The species may be confused with the congeneric N. gavi, N. grandis, and N. radcliffei. It can be distinguished from these species by a combination of its large size; robust body; medium webbing on the feet; noticeable wrinkling on the skin of the upperside, with conspicuous projections along the spine; a prominent Y-shaped ridge from the upper lip to the nostrils; the presence of the dorso-terminal groove (groove on the upper side of the tip of the digit) on the fourth toe; the absence of the dorso-terminal groove on the third finger; and the lower leg being longer than the foot and nearly equal in length to the thigh.

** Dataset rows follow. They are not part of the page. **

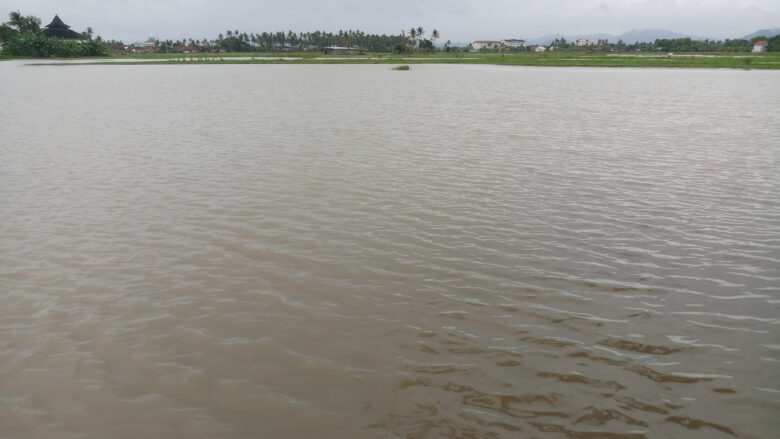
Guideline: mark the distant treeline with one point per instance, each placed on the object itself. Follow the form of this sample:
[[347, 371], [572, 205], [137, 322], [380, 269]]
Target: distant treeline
[[670, 45], [236, 41]]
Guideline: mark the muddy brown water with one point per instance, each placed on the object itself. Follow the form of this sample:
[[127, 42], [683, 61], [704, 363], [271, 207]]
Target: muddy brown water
[[236, 251]]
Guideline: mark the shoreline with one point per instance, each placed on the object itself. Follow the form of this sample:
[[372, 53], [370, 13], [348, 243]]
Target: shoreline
[[741, 60]]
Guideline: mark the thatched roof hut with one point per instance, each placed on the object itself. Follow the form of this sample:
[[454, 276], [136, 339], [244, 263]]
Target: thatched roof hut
[[58, 29]]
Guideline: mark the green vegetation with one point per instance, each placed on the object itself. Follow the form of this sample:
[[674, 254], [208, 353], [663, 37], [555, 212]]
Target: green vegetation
[[23, 38], [721, 60], [685, 45], [40, 46]]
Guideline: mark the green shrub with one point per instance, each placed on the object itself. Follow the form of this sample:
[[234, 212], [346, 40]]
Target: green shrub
[[40, 46]]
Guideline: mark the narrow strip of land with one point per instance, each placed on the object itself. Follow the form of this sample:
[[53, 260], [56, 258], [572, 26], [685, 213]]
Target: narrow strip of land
[[686, 60]]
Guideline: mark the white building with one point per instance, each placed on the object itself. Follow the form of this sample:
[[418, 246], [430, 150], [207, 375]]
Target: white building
[[479, 45], [514, 44], [582, 43], [760, 46]]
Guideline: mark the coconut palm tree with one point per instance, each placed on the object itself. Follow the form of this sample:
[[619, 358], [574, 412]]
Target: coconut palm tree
[[434, 36], [16, 19]]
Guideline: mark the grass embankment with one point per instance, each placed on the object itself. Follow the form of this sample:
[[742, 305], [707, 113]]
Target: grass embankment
[[576, 59]]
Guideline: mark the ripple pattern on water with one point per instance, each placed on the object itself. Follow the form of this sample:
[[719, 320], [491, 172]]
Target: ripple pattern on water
[[342, 251]]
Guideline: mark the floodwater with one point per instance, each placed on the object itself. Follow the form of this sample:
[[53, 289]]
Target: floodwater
[[333, 251]]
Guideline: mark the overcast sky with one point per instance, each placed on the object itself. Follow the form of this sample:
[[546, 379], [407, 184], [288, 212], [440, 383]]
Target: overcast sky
[[456, 20]]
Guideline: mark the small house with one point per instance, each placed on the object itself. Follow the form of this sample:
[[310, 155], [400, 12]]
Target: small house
[[489, 45], [760, 46], [338, 50], [513, 44], [58, 29]]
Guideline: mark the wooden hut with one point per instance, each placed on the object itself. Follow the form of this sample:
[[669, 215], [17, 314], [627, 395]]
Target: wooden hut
[[58, 29], [337, 50]]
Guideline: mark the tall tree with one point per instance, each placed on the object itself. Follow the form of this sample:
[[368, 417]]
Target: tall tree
[[16, 19], [435, 36]]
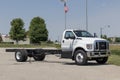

== Distribution, ecology, and conservation ==
N. acanthodermis is endemic to the Western Ghats of India, where it is known from Nelliampathi in Palakkad, Kerala, and from the Valparai Plateau in Coimbatore district, Tamil Nadu. The specimens used to describe the species were collected from under rocks in streams in a region of secondary forest. Frogs from Tamil Nadu inhabited pools in swiftly flowing streams. Females lay large pigmented eggs with a diameter of 2.2–2.8 mm. The species has not yet been assessed by the IUCN.